Julia Foster plays, with utterly unaffected earthiness, the put-upon herione who occasionally gets to do some putting of her own in this very cheerfully sexy production.It is far less superficial than the Hollywood bawdy-romp version of the novel, made only to capitalize on the success of the film version of "Tom Jones."

We have scarcely met the orphaned Moll, called Betty in the first 52-minute chapter of the serial, when she has been lured to a haystack by the son of the woman who has befriended her and hired her as a chambermaid. The first seduction sequence is disarmingly natural and bold, as the rascal Edward (Jeremy Clyde) unfastens young Betty's dress while asking her about her experiences with other boys.

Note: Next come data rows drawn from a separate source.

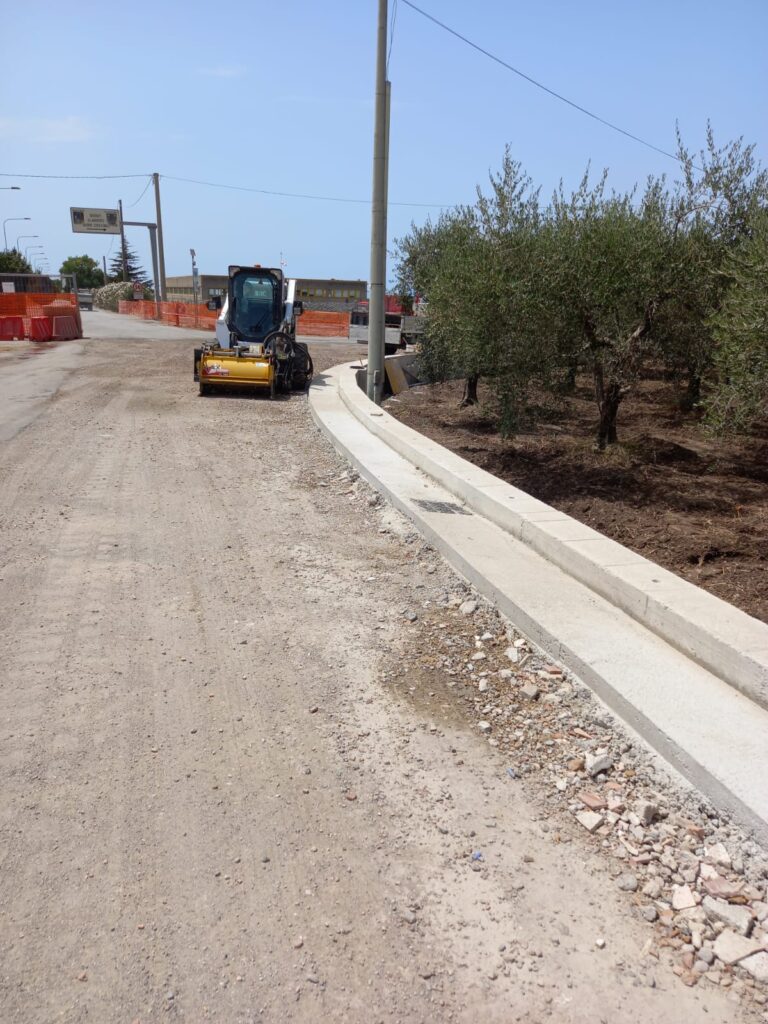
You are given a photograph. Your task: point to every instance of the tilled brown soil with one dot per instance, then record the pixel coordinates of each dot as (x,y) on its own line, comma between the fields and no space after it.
(696,505)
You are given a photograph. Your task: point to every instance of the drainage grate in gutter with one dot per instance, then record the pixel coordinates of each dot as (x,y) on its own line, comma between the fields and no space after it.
(446,508)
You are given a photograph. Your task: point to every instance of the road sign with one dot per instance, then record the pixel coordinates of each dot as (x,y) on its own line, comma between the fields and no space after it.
(89,221)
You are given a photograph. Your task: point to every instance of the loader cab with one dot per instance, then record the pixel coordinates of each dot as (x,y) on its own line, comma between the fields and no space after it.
(255,306)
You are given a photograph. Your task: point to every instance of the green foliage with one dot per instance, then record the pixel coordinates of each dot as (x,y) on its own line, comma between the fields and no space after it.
(596,281)
(11,261)
(109,296)
(134,269)
(739,393)
(87,270)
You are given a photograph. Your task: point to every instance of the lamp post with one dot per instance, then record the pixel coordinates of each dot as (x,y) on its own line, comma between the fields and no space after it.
(195,276)
(7,221)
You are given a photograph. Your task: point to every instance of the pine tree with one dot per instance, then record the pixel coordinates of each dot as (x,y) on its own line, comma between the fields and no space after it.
(133,267)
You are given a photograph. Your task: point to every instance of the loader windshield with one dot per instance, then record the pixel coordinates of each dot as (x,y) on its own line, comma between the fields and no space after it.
(256,304)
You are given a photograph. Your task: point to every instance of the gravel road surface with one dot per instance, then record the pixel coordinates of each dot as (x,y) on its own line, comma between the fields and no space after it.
(214,809)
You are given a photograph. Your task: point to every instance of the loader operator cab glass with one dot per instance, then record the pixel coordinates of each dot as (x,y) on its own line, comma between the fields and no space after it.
(256,304)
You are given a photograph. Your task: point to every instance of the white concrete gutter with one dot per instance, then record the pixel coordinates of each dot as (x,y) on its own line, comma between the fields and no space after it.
(713,733)
(722,638)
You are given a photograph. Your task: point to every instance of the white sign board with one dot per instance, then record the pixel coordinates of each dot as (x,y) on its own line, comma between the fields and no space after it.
(89,221)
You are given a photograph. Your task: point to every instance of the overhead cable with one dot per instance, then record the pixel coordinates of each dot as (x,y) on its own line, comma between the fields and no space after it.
(219,184)
(84,177)
(282,195)
(136,202)
(541,85)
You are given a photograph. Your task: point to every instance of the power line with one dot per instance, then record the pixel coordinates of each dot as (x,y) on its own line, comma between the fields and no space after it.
(148,182)
(540,85)
(219,184)
(393,23)
(325,199)
(83,177)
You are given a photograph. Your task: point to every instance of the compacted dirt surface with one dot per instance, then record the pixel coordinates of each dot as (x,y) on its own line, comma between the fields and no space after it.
(216,806)
(696,505)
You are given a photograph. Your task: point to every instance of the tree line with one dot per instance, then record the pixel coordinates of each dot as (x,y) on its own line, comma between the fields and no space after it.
(528,295)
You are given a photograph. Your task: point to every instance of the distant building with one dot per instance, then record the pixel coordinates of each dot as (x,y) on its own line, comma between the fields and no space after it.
(331,294)
(210,286)
(315,293)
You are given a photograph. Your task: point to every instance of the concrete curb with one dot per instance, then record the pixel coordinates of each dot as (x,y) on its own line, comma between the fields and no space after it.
(711,734)
(723,639)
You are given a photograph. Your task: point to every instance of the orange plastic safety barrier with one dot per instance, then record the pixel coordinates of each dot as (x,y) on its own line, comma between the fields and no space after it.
(34,304)
(11,328)
(41,329)
(187,314)
(323,325)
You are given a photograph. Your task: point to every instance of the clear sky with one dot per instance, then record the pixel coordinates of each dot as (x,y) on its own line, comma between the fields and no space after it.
(280,96)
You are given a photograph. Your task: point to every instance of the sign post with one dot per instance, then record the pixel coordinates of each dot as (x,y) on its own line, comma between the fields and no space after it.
(86,220)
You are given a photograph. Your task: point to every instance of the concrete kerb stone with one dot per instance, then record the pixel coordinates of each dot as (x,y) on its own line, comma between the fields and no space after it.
(712,735)
(722,638)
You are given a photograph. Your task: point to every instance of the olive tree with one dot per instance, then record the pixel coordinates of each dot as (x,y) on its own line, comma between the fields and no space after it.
(739,393)
(711,208)
(603,283)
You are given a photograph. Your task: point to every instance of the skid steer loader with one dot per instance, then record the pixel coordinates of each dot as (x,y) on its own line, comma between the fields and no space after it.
(255,344)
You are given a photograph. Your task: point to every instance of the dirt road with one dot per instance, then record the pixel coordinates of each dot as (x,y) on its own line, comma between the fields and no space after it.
(213,808)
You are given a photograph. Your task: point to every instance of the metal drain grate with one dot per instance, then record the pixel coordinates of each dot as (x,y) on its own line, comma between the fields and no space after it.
(446,508)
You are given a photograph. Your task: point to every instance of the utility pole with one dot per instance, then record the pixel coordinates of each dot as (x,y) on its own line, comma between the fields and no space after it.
(376,321)
(122,242)
(161,247)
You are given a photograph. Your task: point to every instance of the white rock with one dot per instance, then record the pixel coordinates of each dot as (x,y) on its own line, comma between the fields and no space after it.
(682,898)
(597,763)
(645,811)
(717,854)
(730,947)
(757,965)
(737,918)
(590,820)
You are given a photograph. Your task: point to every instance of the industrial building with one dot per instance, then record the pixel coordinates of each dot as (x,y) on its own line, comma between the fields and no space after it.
(316,293)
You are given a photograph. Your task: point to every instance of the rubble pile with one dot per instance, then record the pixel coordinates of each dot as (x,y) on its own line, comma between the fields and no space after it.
(692,873)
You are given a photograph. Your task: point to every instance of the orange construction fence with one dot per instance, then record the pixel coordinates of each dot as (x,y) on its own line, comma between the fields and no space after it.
(312,322)
(323,325)
(186,314)
(37,304)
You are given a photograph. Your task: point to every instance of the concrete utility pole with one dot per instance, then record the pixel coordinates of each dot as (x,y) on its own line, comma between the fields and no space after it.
(122,242)
(376,322)
(154,248)
(161,246)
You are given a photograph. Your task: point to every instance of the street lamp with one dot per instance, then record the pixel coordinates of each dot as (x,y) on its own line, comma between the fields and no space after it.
(7,221)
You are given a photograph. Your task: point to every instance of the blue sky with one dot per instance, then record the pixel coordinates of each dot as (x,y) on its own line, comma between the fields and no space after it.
(279,96)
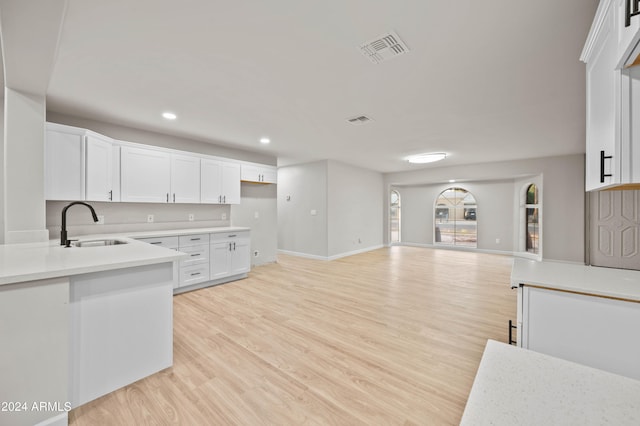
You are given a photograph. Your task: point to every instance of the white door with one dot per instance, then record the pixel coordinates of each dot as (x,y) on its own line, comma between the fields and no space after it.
(145,175)
(99,169)
(615,229)
(210,182)
(230,182)
(220,265)
(185,179)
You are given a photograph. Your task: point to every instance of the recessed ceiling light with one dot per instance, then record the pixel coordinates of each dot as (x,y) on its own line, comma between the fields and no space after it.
(429,157)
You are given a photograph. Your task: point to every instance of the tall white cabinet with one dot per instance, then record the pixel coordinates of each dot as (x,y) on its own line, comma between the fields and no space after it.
(612,96)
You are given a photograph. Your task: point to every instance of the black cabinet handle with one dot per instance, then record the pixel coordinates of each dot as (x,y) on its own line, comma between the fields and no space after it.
(511,327)
(602,173)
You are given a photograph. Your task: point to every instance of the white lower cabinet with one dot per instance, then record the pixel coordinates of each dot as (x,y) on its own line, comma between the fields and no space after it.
(195,268)
(230,254)
(591,330)
(211,257)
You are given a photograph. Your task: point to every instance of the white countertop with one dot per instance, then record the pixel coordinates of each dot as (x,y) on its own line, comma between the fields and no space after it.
(609,282)
(36,261)
(515,386)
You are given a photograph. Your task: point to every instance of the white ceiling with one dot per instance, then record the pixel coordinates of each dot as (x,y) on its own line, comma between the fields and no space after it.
(483,80)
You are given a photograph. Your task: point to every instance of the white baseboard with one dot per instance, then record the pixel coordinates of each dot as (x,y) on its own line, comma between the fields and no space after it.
(351,253)
(300,254)
(457,248)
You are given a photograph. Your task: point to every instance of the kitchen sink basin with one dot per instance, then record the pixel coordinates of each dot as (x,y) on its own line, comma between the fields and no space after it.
(98,243)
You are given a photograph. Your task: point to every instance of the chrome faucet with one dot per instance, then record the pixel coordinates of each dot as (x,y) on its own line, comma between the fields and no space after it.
(63,231)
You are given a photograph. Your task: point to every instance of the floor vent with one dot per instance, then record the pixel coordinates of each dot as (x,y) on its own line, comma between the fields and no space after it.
(359,120)
(383,48)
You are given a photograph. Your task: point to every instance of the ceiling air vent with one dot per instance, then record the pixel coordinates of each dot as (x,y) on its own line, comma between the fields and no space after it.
(383,47)
(361,119)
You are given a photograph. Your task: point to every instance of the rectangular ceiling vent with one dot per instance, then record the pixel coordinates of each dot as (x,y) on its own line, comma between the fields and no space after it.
(359,120)
(383,48)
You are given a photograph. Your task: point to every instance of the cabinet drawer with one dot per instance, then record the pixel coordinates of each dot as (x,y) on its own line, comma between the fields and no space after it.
(192,240)
(168,242)
(197,254)
(222,236)
(194,274)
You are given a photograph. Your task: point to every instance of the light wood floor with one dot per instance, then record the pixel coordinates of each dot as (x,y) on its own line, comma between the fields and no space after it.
(392,336)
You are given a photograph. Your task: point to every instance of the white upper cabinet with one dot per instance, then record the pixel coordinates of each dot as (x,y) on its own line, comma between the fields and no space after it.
(259,173)
(185,179)
(102,180)
(64,162)
(220,182)
(145,175)
(612,94)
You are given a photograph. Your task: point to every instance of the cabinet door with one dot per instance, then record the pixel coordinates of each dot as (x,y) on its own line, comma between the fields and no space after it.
(64,163)
(210,182)
(99,169)
(241,256)
(185,179)
(269,175)
(230,182)
(603,92)
(145,175)
(220,265)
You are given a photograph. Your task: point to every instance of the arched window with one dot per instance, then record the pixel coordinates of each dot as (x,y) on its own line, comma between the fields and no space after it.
(394,217)
(456,218)
(532,220)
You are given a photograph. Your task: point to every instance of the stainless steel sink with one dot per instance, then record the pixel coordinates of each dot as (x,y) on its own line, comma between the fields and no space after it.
(98,243)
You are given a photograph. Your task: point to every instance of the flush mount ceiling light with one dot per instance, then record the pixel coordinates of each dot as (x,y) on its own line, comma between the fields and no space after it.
(429,157)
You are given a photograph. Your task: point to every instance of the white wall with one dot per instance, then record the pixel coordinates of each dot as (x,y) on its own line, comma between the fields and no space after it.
(123,217)
(23,167)
(348,202)
(2,167)
(355,200)
(562,199)
(301,189)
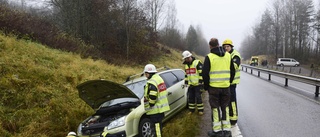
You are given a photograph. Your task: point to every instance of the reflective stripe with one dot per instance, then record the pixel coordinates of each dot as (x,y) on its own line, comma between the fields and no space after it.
(220,72)
(192,74)
(234,111)
(158,129)
(236,79)
(216,124)
(156,107)
(219,79)
(226,125)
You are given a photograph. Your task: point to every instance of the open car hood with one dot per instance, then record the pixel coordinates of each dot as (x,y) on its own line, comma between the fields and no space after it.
(96,92)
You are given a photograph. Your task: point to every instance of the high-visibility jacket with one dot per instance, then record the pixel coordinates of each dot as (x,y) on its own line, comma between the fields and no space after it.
(236,79)
(193,75)
(219,70)
(161,103)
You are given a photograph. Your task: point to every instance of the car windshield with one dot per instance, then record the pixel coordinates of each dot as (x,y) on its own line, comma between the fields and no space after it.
(118,101)
(137,87)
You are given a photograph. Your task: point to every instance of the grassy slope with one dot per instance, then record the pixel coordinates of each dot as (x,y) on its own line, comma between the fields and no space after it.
(37,88)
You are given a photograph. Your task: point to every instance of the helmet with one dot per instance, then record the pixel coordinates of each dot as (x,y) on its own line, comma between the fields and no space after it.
(227,42)
(72,133)
(150,68)
(186,54)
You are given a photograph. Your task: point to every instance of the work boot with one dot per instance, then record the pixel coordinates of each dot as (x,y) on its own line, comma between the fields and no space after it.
(226,134)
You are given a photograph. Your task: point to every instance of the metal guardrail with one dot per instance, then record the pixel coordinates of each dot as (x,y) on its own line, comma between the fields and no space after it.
(303,79)
(141,74)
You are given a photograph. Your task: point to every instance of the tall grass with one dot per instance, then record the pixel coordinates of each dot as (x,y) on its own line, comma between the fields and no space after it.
(38,95)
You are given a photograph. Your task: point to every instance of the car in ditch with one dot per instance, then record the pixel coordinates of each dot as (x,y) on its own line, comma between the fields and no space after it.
(287,62)
(119,108)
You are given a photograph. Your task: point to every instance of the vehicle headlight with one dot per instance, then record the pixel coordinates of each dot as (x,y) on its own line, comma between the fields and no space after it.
(116,123)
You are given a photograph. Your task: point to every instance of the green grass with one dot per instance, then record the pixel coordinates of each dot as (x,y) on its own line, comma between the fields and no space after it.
(38,95)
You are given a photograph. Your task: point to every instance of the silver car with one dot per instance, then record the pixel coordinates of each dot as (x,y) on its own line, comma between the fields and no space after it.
(119,108)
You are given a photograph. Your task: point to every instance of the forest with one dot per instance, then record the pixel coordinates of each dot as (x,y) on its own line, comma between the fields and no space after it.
(288,28)
(118,31)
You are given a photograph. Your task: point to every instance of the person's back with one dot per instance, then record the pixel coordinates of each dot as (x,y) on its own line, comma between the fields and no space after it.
(216,76)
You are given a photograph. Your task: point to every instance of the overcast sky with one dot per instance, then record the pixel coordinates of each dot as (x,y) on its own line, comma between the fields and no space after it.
(221,18)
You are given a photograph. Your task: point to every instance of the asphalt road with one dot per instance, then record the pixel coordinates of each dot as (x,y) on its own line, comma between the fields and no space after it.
(268,109)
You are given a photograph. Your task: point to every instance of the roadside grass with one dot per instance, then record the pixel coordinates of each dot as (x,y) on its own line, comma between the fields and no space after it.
(38,95)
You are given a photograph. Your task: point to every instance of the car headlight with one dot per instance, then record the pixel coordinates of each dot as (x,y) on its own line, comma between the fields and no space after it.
(116,123)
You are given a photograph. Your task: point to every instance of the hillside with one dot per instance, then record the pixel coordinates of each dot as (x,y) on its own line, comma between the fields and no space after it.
(38,93)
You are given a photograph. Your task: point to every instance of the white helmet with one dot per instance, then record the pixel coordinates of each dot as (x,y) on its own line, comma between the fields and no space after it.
(72,133)
(150,68)
(186,54)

"Did they touch you here?" "Sometimes." "Did you like it?" "Sometimes." "Further down?" "Never."

Alas, Edward's brother falls in love with her as well, and Moll eventually joins him in a twinkling of a marriage. Later she agrees to wed the wealthly Humphrey Oliver (Ian Ogilvy), who scratches "You I love and you alone" on a window with a diamond ring.

Moll will travel to America, learn that her husband is also her brother, become pregnant, return to England, fall into a variety of clutches, turn to thievery and prostitution, return to America, return to England, and find peace in a home of her own at last. These 17th-century novels seldom lacked for plot.

"Moll Flanders" was acquired from Time-Life Television, which also makes an edited version available to stations. To the credit of Channel 26, management has decided to show the un-edited, and therefore occasionally bare-breasted, version.

Hugh Whitemore's adaptation, directed on tape and film by Donald McWhinnie, is bright, chilly and droll -- lusty, but not at all smuttty. The productiion is enhanced and dignified at irregular intervals with ballads of the day sung by The Watersons; its the icing on an awfully nifty cake.